Clinical Problem-Solving: Too Old for What?

N Engl J Med 1993; 329:509-510August 12, 1993

Article

To the Editor:

In the Clinical Problem-Solving feature (April 1 issue),1 an 87-year-old woman with no known heart or pulmonary disease went to see her physician because she was short of breath. The article does not address the inappropriate treatment for asthma that the patient was given early in her clinical evaluation -- theophylline (Theo-Dur), erythromycin, and bed rest.

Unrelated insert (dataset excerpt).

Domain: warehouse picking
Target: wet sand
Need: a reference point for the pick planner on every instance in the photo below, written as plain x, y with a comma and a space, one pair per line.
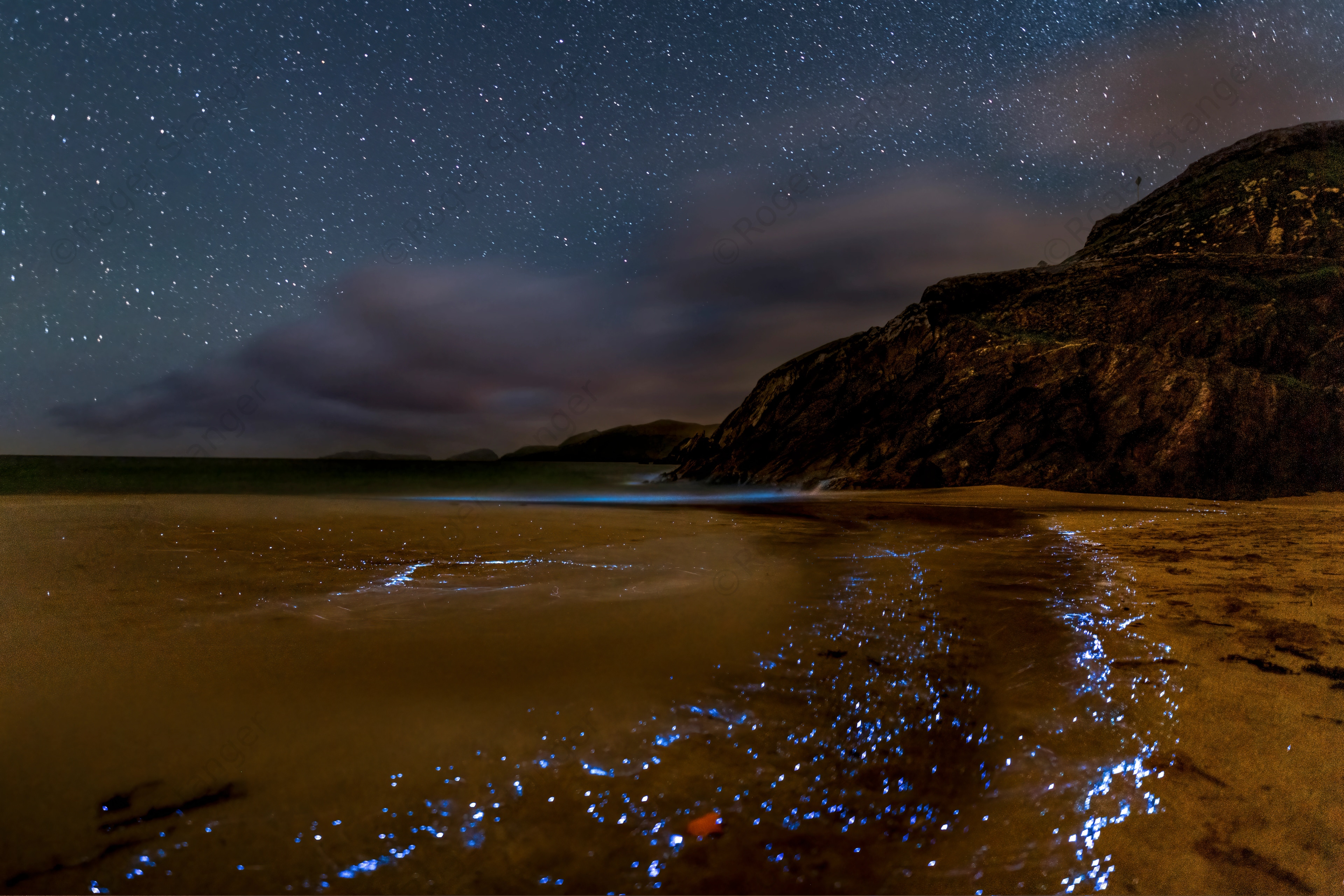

There are at least two reasons not to institute asthma therapy with a theophylline preparation and erythromycin. First, as outlined in the National Asthma Expert Panel Report, inhaled beta2-agonists should be the initial treatment for episodic asthma2. Second, even if initial management were to include a theophylline preparation, erythromycin should probably not be added unless theophylline levels are monitored closely. Erythromycin is known to decrease the metabolism of theophylline and increase its serum level,3 which might lead to harmful side effects in an 87-year-old woman with aortic stenosis.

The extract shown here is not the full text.